Insert into #employee values (1,'Ram', 1000.00)

select id,name,salary into #temp from #employee

group by id,name,salary

having count(*)>1

delete from e

from #employee e

inner join #temp t on e.id=t.id and e.name=t.name and e.salary=t.salary

insert into #employee

select * from #temp

select * from #employee

drop table #Employee

drop table #temp

DCPeterson SSCoach Points: 15266 More actions · Answer 9

The best way of dealing with duplicates is to avoid them in the first place! Design your databases right and you don't have to worry about it. There is no logically sound reason to allow duplicates.

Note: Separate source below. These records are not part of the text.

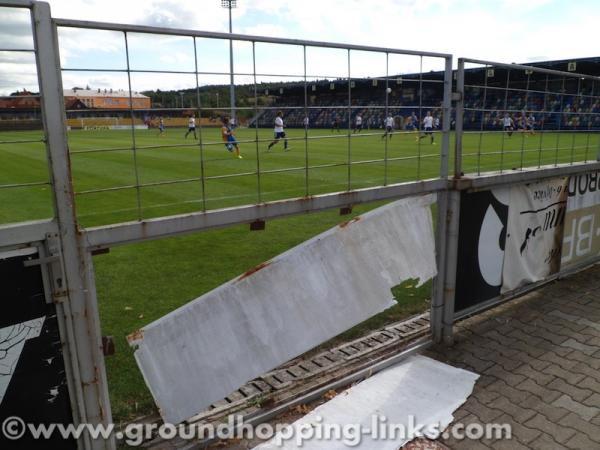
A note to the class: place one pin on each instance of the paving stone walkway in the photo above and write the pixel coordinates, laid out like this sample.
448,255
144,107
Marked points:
539,361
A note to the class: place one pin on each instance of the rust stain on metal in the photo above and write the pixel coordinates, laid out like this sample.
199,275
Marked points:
348,222
253,270
137,335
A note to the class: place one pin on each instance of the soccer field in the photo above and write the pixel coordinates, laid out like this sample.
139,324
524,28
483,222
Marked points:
139,283
168,169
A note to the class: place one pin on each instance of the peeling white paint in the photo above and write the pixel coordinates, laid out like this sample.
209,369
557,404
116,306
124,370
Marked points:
203,351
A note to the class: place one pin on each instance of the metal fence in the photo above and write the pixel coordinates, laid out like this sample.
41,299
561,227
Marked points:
565,140
513,116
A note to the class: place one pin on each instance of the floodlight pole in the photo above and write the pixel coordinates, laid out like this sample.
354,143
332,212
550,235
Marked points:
230,4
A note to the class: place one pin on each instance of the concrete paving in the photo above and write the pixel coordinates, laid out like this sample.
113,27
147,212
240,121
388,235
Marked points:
539,361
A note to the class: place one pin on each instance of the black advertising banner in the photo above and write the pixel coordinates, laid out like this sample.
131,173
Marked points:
33,384
535,232
481,241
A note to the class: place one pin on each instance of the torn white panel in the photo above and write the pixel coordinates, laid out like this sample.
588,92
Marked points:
418,391
12,341
203,351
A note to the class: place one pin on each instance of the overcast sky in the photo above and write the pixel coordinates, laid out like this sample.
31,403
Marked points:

If you find yourself in a situation (not of your own making, of course) where you have to deal with them, I have found this method helpful:

CREATE TABLE dupes (col1 int, col2 int)

GO

INSERT INTO dupes VALUES (1,1)

INSERT INTO dupes VALUES (2,2)

GO

CREATE TABLE nodupes (col1 int, col2 int)

GO

CREATE UNIQUE CLUSTERED INDEX ix

ON nodupes(col1, col2)

WITH IGNORE_DUP_KEY

GO

INSERT INTO nodupes

SELECT * FROM dupes

GO

SELECT * FROM nodupes

This gives you the safety of being able to do some "sanity checks" before actually modifying data, and it generally performs much better than cursor based methods.

/*****************

If most people are not willing to see the difficulty, this is mainly because, consciously or unconsciously, they assume that it will be they who will settle these questions for the others, and because they are convinced of their own capacity to do this. -Friedrich August von Hayek

*****************/

Anup pandey SSC Rookie Points: 41 More actions · Answer 10

How does such bad design and missing constraint get into Dbs that allow duplicates to get into databases in the first place? Heard of Primary Keys (oh, some people make IDs as PKs for all tables where naturalkeys make sense, tsk tsk), heard of constraints and triggers (in SQL at least). There is no reason to have to use these duplicate deletion scripts. Design tables with proper PKs and constraints and use triggers.

http://www.DynamicWebTX.Com

katesl SSCommitted Points: 1743 More actions · Answer 11

Lots of data exists in the world outside real (that is, normalized and managed by a DBMS) databases. The big ETL (extract, transform, load) task is to load this messy data into your database. I love this work and never have to write a program or a cursor thanks to DTS and to my progammer's editor Epsilon, which can load and edit huge files.

_________________
"Look, those sheep have been shorn."
data analyst replies, "On the sides that we can see.."

Ashish Bajpai Grasshopper Points: 11 More actions · Answer 12

SQL was good but too long

Do One thing

Select ID, NAME, SALARY into #TableName from TableName Group by ID, NAME, SALARY
Delete From TABLENAME
INSERT INTO TABLENAME SELECT * FROM #TABLENAME

This is 3 Line SQL Make a Program & EXECUTE it.

Ashish Bajpai

Programer

NCR Corpration, Mumbai

[91] - 9324 959982

Dan Collier SSC-Addicted Points: 473 More actions · Answer 13

This does the same thing, simplier and NO CURSORS. If it can be done without a cursor, than much better.

CREATE TABLE [dbo].[Employee] (

[id] [int] NULL ,

[name] [Varchar] (50) COLLATE Latin1_General_CI_AS NULL ,

[salary] [Numeric](18, 2) NULL

&nbsp ON [PRIMARY]

GO

/*********************************************************/

/**********************************************************/

/* Script for Insertion of duplicate records to the Table */

Insert into employee values (1,'Ram', 1000.00)

Insert into employee values (2,'Joe', 2000.00)

Insert into employee values (2,'Joe', 1000.00)

Insert into employee values (3,'Mary', 1000.00)

Insert into employee values (4,'Julie', 5000.00)

Insert into employee values (2,'Joe', 1000.00)

Insert into employee values (1,'Ram', 1000.00)

/**********************************************************/

BEGIN TRANSACTION

Select [id], [name], [salary]

INTO #MakeUnique

FROM employee

GROUP BY [id], [name], [salary]

DELETE FROM employee

INSERT INTO employee( [id], [name], [salary] )

SELECT [id], [name], [salary] FROM #MakeUnique

COMMIT TRANSACTION

SELECT * FROM employee

DROP TABLE #MakeUnique

DROP TABLE employee

Dan Collier SSC-Addicted Points: 473 More actions · Answer 14

Yes very very bad, really a NO DESIGN table. Believe or not, I had to deal with NO UNIQUE CONSTRAINT Tables, these BAD Designs with Commercial Enterprise systems.